The Bill includes measures confirming the Budget announcement that the VAT registration thresholds will increase. The new thresholds, applying from 1 January 2025, will increase for supplies of goods from €80,000 to €85,000 and for supplies of services from €40,000 to €42,500. The thresholds depend on turnover from taxable supplies in any continuous 12-month period.
The increase in Ireland’s domestic VAT registration thresholds is in keeping with a package of EU-wide measures aimed at simplifying VAT compliance for SMEs, which is due to take effect from 1 January 2025 onwards (referred to hereafter as the “SME VAT Package”). The SME VAT Package allows EU Member States to set their VAT registration thresholds at a turnover value of up to €85,000 per annum.
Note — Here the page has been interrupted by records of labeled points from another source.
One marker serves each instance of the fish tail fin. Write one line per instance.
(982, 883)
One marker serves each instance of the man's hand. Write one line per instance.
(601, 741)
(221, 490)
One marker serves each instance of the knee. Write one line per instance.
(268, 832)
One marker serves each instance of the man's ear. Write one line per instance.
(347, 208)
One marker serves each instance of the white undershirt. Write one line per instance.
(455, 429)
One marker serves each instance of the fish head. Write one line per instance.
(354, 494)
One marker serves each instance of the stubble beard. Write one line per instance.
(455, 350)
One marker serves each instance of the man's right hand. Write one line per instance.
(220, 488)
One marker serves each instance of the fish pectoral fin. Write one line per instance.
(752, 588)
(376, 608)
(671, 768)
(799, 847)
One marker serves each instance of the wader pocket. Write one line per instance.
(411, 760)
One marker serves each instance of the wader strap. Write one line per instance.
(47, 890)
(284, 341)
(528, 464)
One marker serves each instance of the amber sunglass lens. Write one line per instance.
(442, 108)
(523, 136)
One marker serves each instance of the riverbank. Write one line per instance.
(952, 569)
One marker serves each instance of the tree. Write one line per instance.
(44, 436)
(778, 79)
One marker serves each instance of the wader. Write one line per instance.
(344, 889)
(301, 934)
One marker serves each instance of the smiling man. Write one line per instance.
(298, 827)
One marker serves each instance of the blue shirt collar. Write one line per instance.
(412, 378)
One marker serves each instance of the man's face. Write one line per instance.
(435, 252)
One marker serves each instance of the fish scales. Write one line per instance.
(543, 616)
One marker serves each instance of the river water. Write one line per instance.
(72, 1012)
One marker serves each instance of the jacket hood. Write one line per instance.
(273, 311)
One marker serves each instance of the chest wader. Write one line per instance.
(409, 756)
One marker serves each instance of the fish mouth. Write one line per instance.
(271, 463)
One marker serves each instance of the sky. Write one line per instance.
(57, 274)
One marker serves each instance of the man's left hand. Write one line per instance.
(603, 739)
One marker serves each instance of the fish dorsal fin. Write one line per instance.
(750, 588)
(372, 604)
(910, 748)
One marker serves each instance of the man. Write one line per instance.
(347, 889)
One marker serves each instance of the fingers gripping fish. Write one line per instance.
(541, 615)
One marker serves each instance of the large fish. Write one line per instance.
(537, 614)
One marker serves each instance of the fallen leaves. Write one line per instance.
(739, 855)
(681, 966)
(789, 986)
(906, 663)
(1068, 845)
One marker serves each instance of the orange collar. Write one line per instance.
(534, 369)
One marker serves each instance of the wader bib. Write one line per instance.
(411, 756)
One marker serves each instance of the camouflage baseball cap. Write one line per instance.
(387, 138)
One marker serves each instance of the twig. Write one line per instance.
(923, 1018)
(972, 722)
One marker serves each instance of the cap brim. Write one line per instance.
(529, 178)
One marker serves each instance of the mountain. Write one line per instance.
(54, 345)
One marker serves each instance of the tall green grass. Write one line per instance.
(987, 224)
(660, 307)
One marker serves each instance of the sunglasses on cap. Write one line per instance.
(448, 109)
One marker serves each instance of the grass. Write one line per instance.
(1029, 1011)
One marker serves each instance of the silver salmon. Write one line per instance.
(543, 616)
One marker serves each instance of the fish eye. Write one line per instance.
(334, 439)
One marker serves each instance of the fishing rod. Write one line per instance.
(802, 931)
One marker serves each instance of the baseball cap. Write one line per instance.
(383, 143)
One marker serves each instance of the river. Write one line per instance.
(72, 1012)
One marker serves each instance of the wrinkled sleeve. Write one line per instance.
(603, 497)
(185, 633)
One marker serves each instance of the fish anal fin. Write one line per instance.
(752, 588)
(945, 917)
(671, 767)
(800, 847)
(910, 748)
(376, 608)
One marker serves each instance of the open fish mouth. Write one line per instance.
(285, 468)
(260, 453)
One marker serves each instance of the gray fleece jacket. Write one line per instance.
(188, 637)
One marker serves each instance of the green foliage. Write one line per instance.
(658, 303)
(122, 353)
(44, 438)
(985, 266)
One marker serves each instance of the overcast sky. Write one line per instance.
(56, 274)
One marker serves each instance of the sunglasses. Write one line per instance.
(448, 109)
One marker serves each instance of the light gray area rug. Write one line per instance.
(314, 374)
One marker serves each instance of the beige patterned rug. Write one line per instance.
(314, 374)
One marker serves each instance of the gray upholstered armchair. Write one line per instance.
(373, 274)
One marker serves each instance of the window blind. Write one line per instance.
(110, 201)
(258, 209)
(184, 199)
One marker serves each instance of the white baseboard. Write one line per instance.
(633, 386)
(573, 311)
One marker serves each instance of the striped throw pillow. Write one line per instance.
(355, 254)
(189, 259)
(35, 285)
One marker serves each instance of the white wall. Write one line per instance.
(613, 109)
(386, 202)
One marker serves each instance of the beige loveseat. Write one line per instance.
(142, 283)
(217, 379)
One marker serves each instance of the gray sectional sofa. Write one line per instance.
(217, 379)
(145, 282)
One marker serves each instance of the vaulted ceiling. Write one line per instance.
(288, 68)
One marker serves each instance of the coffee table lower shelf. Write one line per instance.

Although not specifically addressed in the Finance Bill, the EU SME VAT Package measures will also introduce a new EU “cross-border” VAT registration threshold from 1 January 2025 for non-established businesses. Currently, a nil VAT registration threshold generally applies to non-established businesses when they make taxable supplies on which they are liable to account for Irish VAT. Under the SME VAT Package, from 1 January 2025, non-established traders can elect not to register for VAT in an EU Member State in which they are not established, if:
- The SME’s annual turnover from supplies across the EU does not exceed €100,000; and,
- The SME’s turnover from supplies in the relevant Member State (in which they are not established) does not exceed the relevant domestic VAT registration threshold in that Member State.
However, an SME wishing to avail of this new cross-border threshold must register to obtain a special VAT number (which will have an ‘EX’ prefix) and must report quarterly to their local tax authority their sales in the other EU Member States in which they are not VAT registered. We anticipate that the SME VAT Package will be introduced into Irish VAT law by way of a separate statutory instrument on or before 1 January 2025.
It is important to note that there continues to be a “nil” turnover threshold for Irish established businesses in receipt of taxable services from abroad on which they are subject to reverse charge VAT.